The articles mentions a criteria that to be a PolyMath one has to make to make at least a major contribution in three different fields. For someone to make a major contribution, by definition they are an expert in that field, therefore there are a fewer people number of Polymaths vs those who are considered as "Jack of all trades".
I don't think even Einstein fits by that definition. An instrument as a hobby hardly is a contribution. Da Vinci is probably one of the closest I can think of by that definition and even he said something like "tell me if anything ever was done" since he felt like he never managed to finish anything properly
There are plenty of uncontroversial polymaths in the 20th century alone - von Neumann (hopefully no need to list here), Chomsky (political science, linguistics, computer science), and Nabokov (literature, chess, entomology) come to mind quickly.

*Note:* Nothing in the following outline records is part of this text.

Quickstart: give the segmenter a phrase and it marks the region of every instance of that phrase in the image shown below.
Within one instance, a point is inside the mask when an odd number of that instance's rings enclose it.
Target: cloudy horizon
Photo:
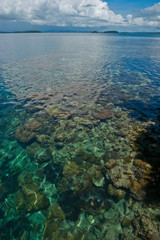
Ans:
[[[160,2],[150,1],[143,9],[139,3],[139,7],[127,8],[124,14],[118,5],[117,9],[116,5],[112,8],[109,1],[102,0],[1,0],[0,31],[27,28],[160,29]]]

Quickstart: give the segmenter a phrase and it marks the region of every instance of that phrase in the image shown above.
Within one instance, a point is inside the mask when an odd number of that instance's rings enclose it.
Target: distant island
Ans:
[[[104,31],[103,33],[119,33],[118,31]]]
[[[29,30],[29,31],[16,31],[14,33],[42,33],[42,32],[36,30]]]
[[[119,33],[119,32],[115,30],[110,30],[110,31],[104,31],[104,32],[92,31],[91,33]]]

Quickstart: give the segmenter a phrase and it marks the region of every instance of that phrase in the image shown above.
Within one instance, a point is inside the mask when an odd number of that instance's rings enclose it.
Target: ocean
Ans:
[[[160,238],[160,37],[0,34],[0,239]]]

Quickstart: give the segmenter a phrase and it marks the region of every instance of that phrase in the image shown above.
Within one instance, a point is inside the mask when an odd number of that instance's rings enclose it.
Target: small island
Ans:
[[[119,33],[118,31],[104,31],[103,33]]]
[[[29,31],[16,31],[14,33],[41,33],[41,31],[29,30]]]

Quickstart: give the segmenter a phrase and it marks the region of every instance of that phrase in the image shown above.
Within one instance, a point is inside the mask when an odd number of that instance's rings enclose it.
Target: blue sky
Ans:
[[[0,0],[0,31],[160,31],[156,0]]]

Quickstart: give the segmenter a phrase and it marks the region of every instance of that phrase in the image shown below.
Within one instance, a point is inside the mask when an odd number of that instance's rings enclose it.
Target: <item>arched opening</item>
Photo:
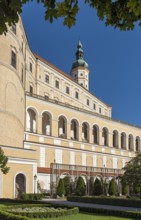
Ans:
[[[26,177],[19,173],[15,178],[15,198],[20,198],[23,193],[26,193]]]
[[[67,120],[64,116],[59,117],[58,131],[59,131],[59,137],[67,138]]]
[[[113,147],[118,148],[118,131],[113,131]]]
[[[75,119],[71,121],[71,139],[78,141],[78,121]]]
[[[103,128],[102,129],[102,140],[103,140],[103,145],[108,146],[109,145],[109,140],[108,140],[108,129]]]
[[[47,112],[42,115],[42,134],[51,135],[51,116]]]
[[[36,113],[33,109],[30,108],[27,110],[26,127],[30,132],[37,132]]]
[[[89,142],[89,125],[86,122],[82,124],[82,141]]]
[[[126,134],[124,132],[121,133],[121,149],[126,149]]]
[[[136,152],[140,152],[140,138],[136,137]]]
[[[93,126],[93,143],[94,144],[99,144],[99,127],[97,125]]]
[[[133,146],[133,135],[130,134],[129,137],[128,137],[128,149],[130,151],[133,151],[134,149],[134,146]]]

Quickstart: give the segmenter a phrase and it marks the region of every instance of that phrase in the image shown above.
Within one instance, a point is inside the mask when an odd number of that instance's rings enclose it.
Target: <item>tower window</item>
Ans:
[[[13,33],[16,34],[16,25],[15,24],[12,25],[11,29],[12,29]]]
[[[29,70],[32,73],[32,63],[29,64]]]
[[[75,92],[75,98],[79,99],[79,93],[78,92]]]
[[[30,92],[30,94],[33,94],[33,87],[31,85],[29,87],[29,92]]]
[[[58,80],[55,80],[55,87],[56,87],[57,89],[59,89],[59,81],[58,81]]]
[[[45,82],[49,83],[49,76],[47,74],[45,74]]]
[[[68,86],[66,86],[66,93],[70,94],[70,88]]]
[[[96,109],[96,104],[93,104],[93,109]]]
[[[16,69],[17,57],[16,53],[12,50],[11,52],[11,65]]]

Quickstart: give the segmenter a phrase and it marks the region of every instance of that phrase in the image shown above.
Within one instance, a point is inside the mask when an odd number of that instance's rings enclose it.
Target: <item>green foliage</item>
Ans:
[[[94,181],[93,194],[99,196],[102,194],[102,192],[103,190],[101,181],[98,178],[96,178],[96,180]]]
[[[65,187],[65,196],[68,196],[71,192],[71,189],[70,189],[70,176],[65,176],[64,179],[64,187]]]
[[[84,179],[79,176],[76,182],[76,195],[84,196],[86,194],[86,184]]]
[[[42,193],[23,193],[21,195],[21,199],[23,200],[41,200],[42,198]]]
[[[18,21],[18,14],[21,14],[23,5],[29,1],[33,0],[0,1],[0,34],[6,33],[7,23],[11,26]],[[63,24],[69,28],[75,25],[79,11],[78,0],[36,1],[42,3],[45,8],[45,20],[52,23],[61,18]],[[141,26],[141,1],[139,0],[84,0],[84,3],[96,10],[98,18],[104,20],[106,26],[111,25],[120,30],[132,30],[137,22]]]
[[[102,205],[112,205],[112,206],[123,206],[123,207],[135,207],[141,208],[141,201],[139,199],[127,199],[120,197],[105,197],[105,196],[68,196],[68,201],[71,202],[83,202],[83,203],[92,203],[92,204],[102,204]]]
[[[8,157],[4,155],[4,151],[0,147],[0,170],[3,174],[7,174],[9,172],[9,167],[7,167]]]
[[[111,179],[109,183],[109,195],[113,196],[116,193],[116,183],[114,179]]]
[[[65,195],[65,187],[64,187],[64,181],[63,179],[59,180],[58,186],[57,186],[57,191],[56,194],[60,197],[62,197],[63,195]]]

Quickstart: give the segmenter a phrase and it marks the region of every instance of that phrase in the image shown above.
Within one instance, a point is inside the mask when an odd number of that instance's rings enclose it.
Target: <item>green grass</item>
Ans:
[[[65,217],[49,218],[50,220],[133,220],[131,218],[120,218],[113,216],[92,215],[92,214],[76,214]],[[32,220],[47,220],[47,218],[32,218]]]

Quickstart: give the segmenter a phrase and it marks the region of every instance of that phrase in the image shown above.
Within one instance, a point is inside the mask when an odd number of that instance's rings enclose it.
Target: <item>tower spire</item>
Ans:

In retrospect, many polymaths look like an expert in only one field because they more or less invented it. (Chomsky synthesized computation and lingustics into computational linguistics; Helmhotz synthesized physics, medicine, psychology, and philosophy to help found modern psychophysics; Frege, Russell, and Whitehead synthesized logic and mathematics into, uh, mathematics.)

Another issue seems to be assuming that all or at least one of the fields is a science (or even a hard science), but this isn't the case. Paul Robeson has been cited as a polymath due to his contribution across several dramatic arts, law degree, his political activism, and football career.

I like the one Bill Burr made a point of highlighting: Arnold Schwarzenegger. Body building champion, movie star, and governor of California.
The definition also fits Von Neumann perfectly.
The question is really how common each base group is and then how many single field experts each accounts for..

I.e. on one extreme every Expert is a jack of all trades that hasn't reached acknowledgement in more fields. A little absurd, but not as absurd as the other extreme: that all jack of all trades that reach expertise in a field simultaneously get acknowledgement in enough fields to be a Polymath.

The only evidence I see in the article towards that question is the analysis of arts hobbies in Nobel prize winners vs average scientists.

Jack of all trades, mater of none, better than a master of one.